Caution on minimum wage

Labour is fortunate the first of its large increases in the minimum wage has come at a time when jobs are relatively plentiful. This has meant any job losses because of the increases are being more than made up for by new positions in an economy that has been growing.

An enduring debate in economics is about the effect on employment of minimum wage rises. Some employers, already with minimal profits, will be unable to pass on the extra costs and will be forced to employ fewer staff or go out of business. Others will take on fewer staff than they might have. There is also more impetus towards using machines (automation) rather than people.

On the other hand, higher minimum wages can lead to more money, and therefore more jobs, washing around the economy.

The issue is that, in the long run, New Zealand will only become richer by making and selling more products or services and by improving productivity. Just as printing more money debases a currency, so raising minimum wages does not add wealth to New Zealand. In fact it potentially degrades it.
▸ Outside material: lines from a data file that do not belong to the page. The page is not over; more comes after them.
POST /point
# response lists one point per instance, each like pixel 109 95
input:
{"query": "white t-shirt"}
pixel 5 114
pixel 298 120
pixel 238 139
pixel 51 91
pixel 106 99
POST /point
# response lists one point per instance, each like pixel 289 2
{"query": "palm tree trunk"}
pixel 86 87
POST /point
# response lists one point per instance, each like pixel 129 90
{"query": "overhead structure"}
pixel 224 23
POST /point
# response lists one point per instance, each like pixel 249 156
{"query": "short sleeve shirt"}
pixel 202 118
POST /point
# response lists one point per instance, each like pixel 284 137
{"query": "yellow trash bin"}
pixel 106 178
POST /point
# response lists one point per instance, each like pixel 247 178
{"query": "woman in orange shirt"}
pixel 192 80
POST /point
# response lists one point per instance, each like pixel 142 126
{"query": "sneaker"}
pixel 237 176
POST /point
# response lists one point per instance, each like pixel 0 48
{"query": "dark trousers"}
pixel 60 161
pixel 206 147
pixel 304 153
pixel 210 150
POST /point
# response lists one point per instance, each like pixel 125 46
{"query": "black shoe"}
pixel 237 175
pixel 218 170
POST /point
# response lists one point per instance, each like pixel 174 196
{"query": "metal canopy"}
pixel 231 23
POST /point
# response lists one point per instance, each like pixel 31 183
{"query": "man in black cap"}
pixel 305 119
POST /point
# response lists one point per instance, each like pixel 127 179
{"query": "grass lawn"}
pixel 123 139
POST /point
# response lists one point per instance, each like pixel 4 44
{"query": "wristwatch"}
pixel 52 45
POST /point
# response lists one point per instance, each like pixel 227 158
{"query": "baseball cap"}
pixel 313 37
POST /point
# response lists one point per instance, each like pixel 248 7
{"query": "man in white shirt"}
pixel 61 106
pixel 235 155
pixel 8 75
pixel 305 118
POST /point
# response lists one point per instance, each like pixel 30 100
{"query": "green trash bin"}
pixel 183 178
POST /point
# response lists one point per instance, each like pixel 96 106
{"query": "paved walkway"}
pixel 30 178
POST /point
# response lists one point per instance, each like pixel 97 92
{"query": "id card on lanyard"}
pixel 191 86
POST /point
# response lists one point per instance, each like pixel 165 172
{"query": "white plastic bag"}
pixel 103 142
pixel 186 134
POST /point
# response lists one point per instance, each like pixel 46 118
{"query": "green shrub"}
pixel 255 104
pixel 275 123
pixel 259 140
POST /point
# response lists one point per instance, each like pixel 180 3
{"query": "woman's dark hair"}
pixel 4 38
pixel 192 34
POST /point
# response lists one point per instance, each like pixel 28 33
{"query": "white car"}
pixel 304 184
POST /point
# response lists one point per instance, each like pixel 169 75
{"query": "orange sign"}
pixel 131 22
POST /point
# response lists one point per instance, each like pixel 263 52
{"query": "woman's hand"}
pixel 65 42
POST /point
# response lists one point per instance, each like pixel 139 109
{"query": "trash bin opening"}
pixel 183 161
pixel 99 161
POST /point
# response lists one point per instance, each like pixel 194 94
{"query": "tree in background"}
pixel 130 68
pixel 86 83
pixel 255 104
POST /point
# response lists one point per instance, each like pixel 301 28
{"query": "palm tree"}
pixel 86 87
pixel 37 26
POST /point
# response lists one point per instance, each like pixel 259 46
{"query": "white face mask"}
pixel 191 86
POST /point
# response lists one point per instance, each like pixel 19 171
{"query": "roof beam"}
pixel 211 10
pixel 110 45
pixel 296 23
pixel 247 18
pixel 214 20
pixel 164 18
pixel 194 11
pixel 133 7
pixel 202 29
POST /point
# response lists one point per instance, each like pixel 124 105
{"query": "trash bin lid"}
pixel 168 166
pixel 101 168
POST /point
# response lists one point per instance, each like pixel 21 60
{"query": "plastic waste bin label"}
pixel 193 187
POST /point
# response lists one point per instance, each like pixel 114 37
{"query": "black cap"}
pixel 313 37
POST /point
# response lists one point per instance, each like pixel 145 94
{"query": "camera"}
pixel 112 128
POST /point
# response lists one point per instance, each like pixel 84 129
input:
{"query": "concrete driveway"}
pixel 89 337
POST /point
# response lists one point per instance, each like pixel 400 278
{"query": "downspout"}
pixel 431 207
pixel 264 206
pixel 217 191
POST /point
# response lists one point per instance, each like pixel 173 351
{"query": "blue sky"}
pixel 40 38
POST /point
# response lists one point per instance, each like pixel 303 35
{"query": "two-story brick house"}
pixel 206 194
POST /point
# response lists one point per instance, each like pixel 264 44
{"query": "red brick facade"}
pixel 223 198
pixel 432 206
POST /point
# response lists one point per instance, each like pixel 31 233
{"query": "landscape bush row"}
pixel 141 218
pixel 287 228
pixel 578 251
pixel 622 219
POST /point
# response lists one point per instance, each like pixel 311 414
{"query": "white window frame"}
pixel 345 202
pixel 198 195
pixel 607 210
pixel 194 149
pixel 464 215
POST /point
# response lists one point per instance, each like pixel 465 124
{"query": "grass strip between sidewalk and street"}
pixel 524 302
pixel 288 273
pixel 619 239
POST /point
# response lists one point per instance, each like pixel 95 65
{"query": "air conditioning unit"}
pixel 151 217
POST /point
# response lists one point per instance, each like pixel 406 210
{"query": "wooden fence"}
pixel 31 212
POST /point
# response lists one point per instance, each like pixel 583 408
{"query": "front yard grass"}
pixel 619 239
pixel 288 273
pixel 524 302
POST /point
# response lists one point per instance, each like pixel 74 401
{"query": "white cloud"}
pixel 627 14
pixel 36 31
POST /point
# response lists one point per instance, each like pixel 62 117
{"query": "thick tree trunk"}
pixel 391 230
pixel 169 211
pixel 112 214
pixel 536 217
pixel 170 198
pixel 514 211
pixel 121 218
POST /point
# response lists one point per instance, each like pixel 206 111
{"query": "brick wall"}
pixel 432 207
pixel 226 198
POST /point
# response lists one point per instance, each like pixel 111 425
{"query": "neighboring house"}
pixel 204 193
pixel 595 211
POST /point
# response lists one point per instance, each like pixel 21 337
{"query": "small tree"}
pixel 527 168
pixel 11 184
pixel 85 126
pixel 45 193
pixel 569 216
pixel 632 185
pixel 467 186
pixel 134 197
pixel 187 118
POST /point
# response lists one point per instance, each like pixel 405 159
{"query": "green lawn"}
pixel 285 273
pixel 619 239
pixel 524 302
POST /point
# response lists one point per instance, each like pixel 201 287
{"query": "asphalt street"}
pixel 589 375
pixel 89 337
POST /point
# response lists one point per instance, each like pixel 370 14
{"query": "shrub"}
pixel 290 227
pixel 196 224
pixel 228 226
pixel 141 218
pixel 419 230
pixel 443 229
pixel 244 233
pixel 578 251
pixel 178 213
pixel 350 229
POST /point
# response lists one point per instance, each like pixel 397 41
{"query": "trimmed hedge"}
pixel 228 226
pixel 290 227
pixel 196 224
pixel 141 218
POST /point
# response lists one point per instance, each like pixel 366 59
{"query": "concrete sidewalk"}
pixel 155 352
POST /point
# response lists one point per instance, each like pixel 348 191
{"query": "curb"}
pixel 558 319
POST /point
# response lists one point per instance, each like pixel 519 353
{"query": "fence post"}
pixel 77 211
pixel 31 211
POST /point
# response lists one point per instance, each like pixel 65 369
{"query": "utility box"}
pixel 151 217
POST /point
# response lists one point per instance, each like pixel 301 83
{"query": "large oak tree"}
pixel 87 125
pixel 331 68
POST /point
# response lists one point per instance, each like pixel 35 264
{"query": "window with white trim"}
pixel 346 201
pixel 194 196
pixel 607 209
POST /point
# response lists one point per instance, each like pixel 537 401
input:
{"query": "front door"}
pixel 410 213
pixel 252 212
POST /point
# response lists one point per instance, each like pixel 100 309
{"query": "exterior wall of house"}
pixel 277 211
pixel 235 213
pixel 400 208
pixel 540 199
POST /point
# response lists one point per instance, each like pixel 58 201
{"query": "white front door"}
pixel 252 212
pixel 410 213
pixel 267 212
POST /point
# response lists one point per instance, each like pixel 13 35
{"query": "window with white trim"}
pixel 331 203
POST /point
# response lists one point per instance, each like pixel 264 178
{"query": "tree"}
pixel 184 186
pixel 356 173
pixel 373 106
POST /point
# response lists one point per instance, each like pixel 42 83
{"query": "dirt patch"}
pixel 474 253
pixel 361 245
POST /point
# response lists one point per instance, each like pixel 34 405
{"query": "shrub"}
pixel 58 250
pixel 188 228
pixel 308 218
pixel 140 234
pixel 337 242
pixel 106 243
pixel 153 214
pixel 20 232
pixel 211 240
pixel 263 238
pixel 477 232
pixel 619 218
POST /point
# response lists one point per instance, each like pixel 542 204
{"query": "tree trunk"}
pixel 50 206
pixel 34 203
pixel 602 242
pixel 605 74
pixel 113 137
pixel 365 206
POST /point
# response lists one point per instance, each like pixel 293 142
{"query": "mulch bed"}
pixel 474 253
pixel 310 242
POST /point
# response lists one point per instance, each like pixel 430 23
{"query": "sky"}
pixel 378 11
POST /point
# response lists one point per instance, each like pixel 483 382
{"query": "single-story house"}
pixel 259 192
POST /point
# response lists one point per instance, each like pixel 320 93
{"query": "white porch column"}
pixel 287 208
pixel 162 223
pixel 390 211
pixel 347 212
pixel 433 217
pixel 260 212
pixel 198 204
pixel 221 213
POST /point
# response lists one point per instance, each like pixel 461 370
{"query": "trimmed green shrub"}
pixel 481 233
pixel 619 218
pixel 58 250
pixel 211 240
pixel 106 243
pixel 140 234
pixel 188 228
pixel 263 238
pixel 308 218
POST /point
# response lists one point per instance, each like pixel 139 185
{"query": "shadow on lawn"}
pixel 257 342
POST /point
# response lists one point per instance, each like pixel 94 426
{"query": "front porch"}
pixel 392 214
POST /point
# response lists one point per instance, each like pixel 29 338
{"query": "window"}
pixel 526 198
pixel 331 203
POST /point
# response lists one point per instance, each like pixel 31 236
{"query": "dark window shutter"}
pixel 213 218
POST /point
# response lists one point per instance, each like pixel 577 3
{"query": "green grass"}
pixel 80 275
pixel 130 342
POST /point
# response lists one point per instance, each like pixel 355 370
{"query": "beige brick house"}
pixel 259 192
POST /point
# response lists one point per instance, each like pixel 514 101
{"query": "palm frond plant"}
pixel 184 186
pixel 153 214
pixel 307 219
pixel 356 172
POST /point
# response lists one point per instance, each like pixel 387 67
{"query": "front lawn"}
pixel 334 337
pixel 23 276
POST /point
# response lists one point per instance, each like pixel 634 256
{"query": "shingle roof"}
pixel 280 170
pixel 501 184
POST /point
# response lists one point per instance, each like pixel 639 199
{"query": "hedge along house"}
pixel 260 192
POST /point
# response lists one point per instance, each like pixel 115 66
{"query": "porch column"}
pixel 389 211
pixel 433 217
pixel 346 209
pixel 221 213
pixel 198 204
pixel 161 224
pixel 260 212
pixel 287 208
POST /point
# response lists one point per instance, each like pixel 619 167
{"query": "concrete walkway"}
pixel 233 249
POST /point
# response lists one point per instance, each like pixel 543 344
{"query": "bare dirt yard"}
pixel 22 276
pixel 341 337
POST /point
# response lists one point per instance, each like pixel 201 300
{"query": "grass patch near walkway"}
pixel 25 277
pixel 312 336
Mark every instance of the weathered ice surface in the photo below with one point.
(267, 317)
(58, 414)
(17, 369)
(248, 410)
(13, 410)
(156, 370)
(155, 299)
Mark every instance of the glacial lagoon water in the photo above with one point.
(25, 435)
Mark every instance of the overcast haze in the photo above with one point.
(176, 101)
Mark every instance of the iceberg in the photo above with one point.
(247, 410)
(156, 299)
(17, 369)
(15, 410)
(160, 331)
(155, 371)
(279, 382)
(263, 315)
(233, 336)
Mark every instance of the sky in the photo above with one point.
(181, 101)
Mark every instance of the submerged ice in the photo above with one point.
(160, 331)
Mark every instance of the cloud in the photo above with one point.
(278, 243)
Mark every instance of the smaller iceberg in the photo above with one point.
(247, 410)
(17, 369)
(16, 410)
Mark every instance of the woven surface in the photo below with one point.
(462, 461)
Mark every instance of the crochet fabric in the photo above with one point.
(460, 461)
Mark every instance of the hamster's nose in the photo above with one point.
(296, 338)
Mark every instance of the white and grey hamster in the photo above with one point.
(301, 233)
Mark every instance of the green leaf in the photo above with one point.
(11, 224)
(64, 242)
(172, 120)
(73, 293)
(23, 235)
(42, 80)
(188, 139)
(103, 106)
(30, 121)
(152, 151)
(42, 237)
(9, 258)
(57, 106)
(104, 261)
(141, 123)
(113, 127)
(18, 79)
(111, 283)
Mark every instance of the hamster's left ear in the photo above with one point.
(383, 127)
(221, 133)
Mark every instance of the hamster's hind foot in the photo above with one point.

As well as making this country more expensive for everyone including those on the minimum wage, New Zealand has to be careful it does not make itself too costly and less competitive. This country has just posted its widest annual current account deficit since 2009, $10.5billion or 3.5% of GDP. Higher costs make exports less competitive and imports more so, undermining both jobs and New Zealand's ability to pay its way internationally. Offshore debt increases and more of New Zealand is bought up.

The MBIE itself, in reviewing the rise to $17.70, notes increased inflation pressure and higher employment costs. It estimates 8000 fewer people will be in jobs because of the increase. But it also observes this is in a time when about 56,000 new jobs will have been created.

What higher minimum wages are about, therefore, is the distribution of wealth. The state is mandating that employers and employees can only negotiate wages above a certain level, at present $16.50 an hour and due to go up $1.20 to $17.70 an hour from April 1 next year. It then rises in two steps to $20 in 2021. The likes of accommodation supplements and family support are for the same redistribution purposes. They can better target family and child poverty than blanket wage increases that will include, for example, single young people living in wealthy households.

Labour signalled the increases and so there are no surprises. National, too, steadily increased the minimum wage during its nine years in power. In 2008 it was only $12, and it rose in small amounts to $14.75 in April last year, a 23% increase.

There are restricting starting out and training rates at 80% of the adult rate, but no youth rates as in Australia or many other parts of the world. In principle, this seems fair. In practice, though, at the same time as alcohol is being made less available, as cigarette taxes are hiked to save lives and as fast cars kill young people, remuneration to young people increases substantially.

This has parallels to the unfortunate lowering of the drinking age to 18. It seemed proper to do so, but led to further harmful consequences.

The increased costs fall directly on businesses and not the Government. While its long-term economic position might be weakened, it receives a little more tax and pays a little less family support after rises in the minimum wage.

When the economy turns - growth has already slowed - and jobs become scarcer, it could well be that the $20 minimum wage (levels at present are said to be the highest in the OECD compared to average wages) contributes to higher unemployment, especially among the young. One just has to look to Europe and youth unemployment to realise how essential long-term competitiveness remains.